College Admissions vs Graduation Rate

College Admissions vs Graduation Rate

Data Cleaning


The data cleaning process focuses on reducing the dimensionality of the raw data by creating a smaller dataset that is used for statistical analysis. First, a column “Class Year” is created. As mentioned previously, the raw data is a series of CSV files, one for each school year. The school year in each CSV file name is placed in this “Class Year” column which allows for concatenation of several years of data. Having several years of data in one dataset allows for the analysis of metrics for specific institutions over a period of time, which is important for future statistical analysis.

Next, dimensionality is reduced for specific variables of interest. For example, one of these groups of variables provides seven unique identifiers of secondary institutions: Unit Id, OPE Id, 6 digit OPE Id, Institution Name, City, State, and Zip Code. These seven identifiers are reduced to just three (Institution Name, City, and State), allowing for enough combinations to determine uniqueness without adding superfluous factors in the smaller dataset. Similar to this, the number of pre-entrance exam metrics is reduced to only include those most relevant to this analysis: average SAT scores and average cumulative ACT scores. In the raw dataset, there are many instances similar to these, where not all of the metrics included are relevant for the type of analysis performed herein. Therefore, the dimensionality is reduced to include only those metrics important to the research.

Of the schools included in the original dataset, this analysis looks only at institutions that award predominantly bachelor's degrees. The raw data containing this information is encoded as a numeric variable ranging from 1 to 4 with the following associations: 1 is a predominantly certificate awarding institution, 2 is a predominantly associates degree awarding institution, 3 is a predominantly bachelor's degree awarding institution, and 4 is a predominantly master's degree-awarding institution. To get the data such that only predominantly bachelor's degree institutions are included, each of these numeric variables is encoded to the corresponding string of the name of the type of degree. Then, the data is subset to only include those institutions that awarded predominantly bachelor's degrees.

Next, the variable “completion rate” is obtained from the raw data.

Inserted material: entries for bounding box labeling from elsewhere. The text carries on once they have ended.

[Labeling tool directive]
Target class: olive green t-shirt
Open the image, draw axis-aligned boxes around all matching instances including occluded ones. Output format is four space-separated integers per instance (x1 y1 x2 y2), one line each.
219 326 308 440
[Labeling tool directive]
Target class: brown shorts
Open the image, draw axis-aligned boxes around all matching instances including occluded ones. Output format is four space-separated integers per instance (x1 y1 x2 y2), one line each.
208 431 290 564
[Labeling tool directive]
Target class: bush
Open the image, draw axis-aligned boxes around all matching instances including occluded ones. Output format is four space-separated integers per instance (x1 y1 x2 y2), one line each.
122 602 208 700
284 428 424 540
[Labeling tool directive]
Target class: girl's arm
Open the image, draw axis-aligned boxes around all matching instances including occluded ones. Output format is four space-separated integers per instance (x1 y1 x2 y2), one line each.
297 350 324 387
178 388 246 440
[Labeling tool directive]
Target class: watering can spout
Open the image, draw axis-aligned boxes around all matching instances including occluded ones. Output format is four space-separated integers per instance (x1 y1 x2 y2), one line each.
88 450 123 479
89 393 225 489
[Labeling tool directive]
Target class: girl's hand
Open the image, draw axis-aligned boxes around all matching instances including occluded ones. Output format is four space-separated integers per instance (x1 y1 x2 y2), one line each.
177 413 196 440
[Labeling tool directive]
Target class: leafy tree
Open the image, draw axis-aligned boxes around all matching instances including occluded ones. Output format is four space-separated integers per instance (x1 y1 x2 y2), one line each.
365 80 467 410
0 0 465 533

To best represent the model of student success, the completion rate metric is mapped to correspond to four years following the school year used for pre-entrance exam metrics. This allows for proper analysis of students as they go through their four-year program, accounting for the period in which they are in school. These completion rates are then discretized into three categories: low, medium, and high. The “low” category corresponds to completion rates less than 40%, the “medium” category” corresponds to those between 40% and 60%, and the “high” category corresponds to those greater than 60%. These bins are used in the statistical analysis for this research.

Similar discretization is then performed for two of the other variables of interest. First, a “school size” metric is created in which university undergraduate enrollment is discretized into five bins: very small, small, medium, large and very large. Schools with less than 1,000 students are defined as “very small”, schools with a student count between 1,000 and 1,800 as “small”, schools with a student count between 1,800 and 3,000 as “medium”, schools with a student count between 3,000 and 9,000 as “large”, and schools with greater than 9,000 students as “very large”. Second, discretization is used to create a university “region” metric. In R, there is a “state.region” function that provides the region for each state in the United States. Therefore, universities are binned corresponding to the following regions: North East, North Central, South, and West. With all of the data appropriately binned, the final step in the data cleaning process is the removal of all rows containing null values.

Following all of these data cleaning steps, the final dataset is significantly smaller than the raw data and contains institution-specific data for the following metrics: university name, university city, university state, admission rate, average SAT score, average cumulative ACT score, undergraduate enrollment, school size, average cost, in-state tuition, out-of-state tuition, completion rate, completion rate bin, and school region.